Congratulations to the Melbourne Academic Mindfulness Group for presenting this important topic [1]. Questions which the group do not fully explain include: (i) What does the term mindfulness mean? (ii) How is mindfulness related to (different from) the other forms of meditation? and (iii) If there is a difference, why should therapists pursue mindfulness rather than another form (what is the evidence that mindfulness is the best bet)?
Central to meditation is the purposeful stoping of thinking in the usual manner, stoping thinking all the rubbish that we usually think, stoping worrying. It seems that if you do this for 15–60 minutes per day for 6 months, something good happens. You have a 15–60-minute rest from your worries every day, but eventually there are benefits outside the meditation sessions, and you tend to worry less and become easier to get along with.
There are many techniques to help us stop worrying during a meditation session, all have to do with turning our attention away from our worries. One is to focus on relaxing our bodies, while focused in this way we cannot be focused on our worries. Others include focusing on our breathing, a lit candle, a mantra, or a prescribed set of calming thoughts [2].
The group [1] provide a quotation, ‘Mindfulness involves “paying attention in a particular way: on purpose, in the present moment, and non-judgementally”’. For the word ‘involves’ can we read ‘is’, or is there more to it than that? I gained the impression (perhaps mistakenly) that in mindfulness, the act of constantly paying attention to the thoughts and feelings of the moment is used as a means of turning attention away from our usual thoughts/worries. I also gained the impression (perhaps mistakenly) that, in addition to distraction from thoughts/worries, the process of constant awareness of the moment is believed to be therapeutic by establishing greater personal awareness.
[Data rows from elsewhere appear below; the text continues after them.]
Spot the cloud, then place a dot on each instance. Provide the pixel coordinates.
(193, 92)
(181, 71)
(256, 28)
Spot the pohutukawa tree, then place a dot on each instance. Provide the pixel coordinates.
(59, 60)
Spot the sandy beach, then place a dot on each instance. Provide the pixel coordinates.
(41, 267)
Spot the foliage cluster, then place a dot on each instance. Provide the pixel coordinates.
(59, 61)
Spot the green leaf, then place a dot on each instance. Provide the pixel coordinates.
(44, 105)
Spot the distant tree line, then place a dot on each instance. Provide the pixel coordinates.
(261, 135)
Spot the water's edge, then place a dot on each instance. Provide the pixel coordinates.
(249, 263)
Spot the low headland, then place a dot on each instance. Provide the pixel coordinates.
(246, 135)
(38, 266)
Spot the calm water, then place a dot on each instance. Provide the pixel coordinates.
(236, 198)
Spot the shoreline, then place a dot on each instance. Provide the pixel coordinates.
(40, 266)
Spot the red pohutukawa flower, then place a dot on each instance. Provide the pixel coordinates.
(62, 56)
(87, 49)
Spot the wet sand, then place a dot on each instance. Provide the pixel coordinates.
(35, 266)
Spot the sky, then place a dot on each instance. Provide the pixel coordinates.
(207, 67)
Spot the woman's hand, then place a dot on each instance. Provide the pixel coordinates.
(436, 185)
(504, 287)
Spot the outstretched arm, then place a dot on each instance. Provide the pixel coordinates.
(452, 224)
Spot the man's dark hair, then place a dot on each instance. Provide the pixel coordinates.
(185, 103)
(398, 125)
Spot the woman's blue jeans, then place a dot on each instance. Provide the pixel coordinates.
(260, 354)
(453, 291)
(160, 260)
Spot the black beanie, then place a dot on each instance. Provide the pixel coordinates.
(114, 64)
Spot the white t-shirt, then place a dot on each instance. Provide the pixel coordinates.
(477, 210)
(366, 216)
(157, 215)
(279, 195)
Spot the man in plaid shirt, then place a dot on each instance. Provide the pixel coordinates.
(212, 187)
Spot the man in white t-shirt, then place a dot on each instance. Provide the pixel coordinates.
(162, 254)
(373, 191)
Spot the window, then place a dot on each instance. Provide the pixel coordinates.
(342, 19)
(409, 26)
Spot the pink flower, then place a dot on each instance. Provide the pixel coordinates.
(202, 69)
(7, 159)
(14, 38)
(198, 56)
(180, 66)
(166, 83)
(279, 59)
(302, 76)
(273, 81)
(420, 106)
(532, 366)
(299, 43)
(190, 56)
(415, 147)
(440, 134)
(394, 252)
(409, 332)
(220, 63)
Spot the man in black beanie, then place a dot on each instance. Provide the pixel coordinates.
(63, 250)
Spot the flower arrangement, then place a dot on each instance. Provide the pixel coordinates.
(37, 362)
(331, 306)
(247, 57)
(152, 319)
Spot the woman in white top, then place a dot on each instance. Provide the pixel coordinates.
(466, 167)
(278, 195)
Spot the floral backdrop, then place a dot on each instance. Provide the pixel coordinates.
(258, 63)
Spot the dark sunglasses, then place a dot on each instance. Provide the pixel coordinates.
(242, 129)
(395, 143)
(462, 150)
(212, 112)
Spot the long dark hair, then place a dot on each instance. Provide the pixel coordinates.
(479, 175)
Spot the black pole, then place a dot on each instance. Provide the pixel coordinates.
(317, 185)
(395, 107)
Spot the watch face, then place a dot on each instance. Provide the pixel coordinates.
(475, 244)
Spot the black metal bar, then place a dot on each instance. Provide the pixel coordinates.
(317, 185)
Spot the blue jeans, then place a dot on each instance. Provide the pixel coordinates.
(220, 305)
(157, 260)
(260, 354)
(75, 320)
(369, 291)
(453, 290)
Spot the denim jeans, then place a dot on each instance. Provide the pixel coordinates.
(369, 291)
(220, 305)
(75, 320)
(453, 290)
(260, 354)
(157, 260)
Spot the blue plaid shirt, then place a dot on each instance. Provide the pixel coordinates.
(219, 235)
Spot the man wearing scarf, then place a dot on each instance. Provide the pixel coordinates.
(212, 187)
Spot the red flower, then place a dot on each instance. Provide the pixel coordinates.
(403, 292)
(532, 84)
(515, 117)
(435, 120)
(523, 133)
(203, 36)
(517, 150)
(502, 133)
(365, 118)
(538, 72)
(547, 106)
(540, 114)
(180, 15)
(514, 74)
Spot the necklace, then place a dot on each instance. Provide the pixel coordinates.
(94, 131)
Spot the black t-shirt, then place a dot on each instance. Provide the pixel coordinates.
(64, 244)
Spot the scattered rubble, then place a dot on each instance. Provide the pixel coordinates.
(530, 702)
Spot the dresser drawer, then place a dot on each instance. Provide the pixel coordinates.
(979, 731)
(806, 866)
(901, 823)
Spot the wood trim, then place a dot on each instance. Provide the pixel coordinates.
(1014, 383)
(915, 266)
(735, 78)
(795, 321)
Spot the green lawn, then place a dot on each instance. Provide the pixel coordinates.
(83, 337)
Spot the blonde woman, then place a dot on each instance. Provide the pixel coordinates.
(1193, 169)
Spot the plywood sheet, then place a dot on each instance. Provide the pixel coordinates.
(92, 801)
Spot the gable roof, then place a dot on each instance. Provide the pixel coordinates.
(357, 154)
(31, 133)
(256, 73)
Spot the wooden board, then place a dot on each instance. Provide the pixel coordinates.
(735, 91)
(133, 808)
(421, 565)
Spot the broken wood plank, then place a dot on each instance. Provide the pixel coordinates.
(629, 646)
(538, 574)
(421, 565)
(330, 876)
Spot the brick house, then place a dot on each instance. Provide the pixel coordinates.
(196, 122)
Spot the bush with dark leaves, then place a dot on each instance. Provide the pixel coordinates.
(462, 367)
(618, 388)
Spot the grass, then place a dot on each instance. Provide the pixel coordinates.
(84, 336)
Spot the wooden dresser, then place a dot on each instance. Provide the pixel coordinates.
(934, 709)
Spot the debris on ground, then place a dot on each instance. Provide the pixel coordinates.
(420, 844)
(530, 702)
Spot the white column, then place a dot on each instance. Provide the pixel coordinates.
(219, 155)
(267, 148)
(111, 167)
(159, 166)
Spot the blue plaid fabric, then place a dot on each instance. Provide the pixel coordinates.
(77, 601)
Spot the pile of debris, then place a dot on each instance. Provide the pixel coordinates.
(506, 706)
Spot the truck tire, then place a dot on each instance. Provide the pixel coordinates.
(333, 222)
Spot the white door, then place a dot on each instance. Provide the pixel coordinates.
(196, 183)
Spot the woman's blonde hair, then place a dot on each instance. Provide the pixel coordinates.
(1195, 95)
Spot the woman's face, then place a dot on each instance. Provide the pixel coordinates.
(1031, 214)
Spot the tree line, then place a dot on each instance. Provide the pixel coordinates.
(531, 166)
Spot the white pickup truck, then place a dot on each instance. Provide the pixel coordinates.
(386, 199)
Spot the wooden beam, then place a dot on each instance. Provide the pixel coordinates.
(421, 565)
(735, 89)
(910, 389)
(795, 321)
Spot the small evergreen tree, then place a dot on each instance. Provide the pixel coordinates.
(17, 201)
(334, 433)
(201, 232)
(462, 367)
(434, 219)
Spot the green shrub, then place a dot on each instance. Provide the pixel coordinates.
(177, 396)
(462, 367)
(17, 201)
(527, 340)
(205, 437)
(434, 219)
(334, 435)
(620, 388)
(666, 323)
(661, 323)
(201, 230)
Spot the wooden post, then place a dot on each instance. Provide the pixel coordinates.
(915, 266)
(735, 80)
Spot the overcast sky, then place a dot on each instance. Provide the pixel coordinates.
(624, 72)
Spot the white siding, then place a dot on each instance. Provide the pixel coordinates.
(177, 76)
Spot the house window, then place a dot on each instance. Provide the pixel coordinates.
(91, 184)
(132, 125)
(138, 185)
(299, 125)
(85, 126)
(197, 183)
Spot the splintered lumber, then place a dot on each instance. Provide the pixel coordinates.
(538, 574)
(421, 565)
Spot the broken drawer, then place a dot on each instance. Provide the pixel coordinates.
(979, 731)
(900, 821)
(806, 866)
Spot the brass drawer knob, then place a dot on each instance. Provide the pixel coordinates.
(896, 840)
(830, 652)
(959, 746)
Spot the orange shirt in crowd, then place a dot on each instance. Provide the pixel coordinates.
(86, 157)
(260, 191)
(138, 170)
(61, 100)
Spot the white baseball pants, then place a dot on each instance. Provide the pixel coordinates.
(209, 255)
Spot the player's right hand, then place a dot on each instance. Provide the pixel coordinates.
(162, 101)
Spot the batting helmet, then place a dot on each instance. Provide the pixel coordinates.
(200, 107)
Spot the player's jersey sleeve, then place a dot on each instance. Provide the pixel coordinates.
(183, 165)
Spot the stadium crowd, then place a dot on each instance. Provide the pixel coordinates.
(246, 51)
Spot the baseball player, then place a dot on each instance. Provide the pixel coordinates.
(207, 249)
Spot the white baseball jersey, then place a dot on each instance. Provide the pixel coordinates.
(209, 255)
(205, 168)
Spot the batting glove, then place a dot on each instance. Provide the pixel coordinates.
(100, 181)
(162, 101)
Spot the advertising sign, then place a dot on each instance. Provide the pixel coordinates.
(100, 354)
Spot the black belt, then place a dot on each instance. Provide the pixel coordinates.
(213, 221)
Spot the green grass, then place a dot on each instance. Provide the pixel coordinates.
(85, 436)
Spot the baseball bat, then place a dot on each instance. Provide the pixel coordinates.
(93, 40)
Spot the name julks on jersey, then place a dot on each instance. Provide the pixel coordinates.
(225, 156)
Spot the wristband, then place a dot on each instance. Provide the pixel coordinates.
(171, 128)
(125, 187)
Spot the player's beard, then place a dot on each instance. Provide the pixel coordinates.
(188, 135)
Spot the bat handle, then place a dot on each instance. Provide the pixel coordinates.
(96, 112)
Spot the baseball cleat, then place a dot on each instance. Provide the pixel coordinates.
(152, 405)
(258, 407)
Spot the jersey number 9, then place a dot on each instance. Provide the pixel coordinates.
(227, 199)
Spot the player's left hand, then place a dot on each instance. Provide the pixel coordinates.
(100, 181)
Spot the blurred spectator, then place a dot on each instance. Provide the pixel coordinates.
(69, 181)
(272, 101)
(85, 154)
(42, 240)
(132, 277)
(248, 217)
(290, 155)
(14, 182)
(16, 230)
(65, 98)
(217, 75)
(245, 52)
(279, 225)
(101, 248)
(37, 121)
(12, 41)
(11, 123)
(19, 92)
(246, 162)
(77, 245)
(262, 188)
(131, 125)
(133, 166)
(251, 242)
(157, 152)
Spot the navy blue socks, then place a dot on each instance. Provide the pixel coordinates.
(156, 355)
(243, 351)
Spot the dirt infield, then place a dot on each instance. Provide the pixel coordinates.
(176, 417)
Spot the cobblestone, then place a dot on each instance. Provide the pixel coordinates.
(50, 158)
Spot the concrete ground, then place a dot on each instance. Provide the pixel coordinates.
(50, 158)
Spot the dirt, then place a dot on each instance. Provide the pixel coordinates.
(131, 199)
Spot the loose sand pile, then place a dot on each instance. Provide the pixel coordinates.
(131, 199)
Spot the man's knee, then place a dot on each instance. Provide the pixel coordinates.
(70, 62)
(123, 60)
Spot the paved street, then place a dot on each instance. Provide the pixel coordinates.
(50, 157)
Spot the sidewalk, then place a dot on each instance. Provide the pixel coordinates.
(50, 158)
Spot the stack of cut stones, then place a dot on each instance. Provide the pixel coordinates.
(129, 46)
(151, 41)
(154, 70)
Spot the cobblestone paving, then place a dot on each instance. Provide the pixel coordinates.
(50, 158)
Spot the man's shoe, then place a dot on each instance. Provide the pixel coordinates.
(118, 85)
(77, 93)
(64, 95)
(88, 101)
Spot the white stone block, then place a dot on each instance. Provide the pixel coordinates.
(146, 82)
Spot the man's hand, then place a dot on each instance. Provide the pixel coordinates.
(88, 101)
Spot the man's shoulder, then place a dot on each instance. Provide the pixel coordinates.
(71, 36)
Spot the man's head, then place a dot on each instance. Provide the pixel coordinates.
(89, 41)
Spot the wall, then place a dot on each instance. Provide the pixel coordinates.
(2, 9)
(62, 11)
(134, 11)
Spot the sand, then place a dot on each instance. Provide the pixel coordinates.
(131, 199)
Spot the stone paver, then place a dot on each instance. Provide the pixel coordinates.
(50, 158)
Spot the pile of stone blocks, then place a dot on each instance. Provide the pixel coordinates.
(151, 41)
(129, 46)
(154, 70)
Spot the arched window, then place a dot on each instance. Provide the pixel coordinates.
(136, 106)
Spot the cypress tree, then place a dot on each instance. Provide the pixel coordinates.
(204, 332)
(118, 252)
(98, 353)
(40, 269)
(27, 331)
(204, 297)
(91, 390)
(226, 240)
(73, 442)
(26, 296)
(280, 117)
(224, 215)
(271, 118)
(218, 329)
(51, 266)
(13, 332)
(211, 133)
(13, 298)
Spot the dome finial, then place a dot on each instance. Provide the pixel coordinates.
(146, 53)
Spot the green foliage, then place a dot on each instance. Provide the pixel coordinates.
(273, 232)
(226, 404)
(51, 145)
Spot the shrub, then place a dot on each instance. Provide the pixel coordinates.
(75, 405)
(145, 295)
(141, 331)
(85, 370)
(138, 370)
We had the Devil's own job in trying to prove that the selective serotonin re-uptake inhibitors were superior to placebo. It would be a much more difficult task to prove that mindfulness is superior (in some way) to transcendental meditation or other form.
Meditation is swathed in Eastern philosophy and religion (although there is a tradition in the Christian church). But it can be unfrocked and made pleasing to motivated Westerners. I wonder if the use of the term mindfulness rather than generic meditation is part of this process. When Prozac was rebadged as Lovan, nothing was lost. It would be a shame if the thousands of years of developmental underpinning of the other forms of meditation were not respected.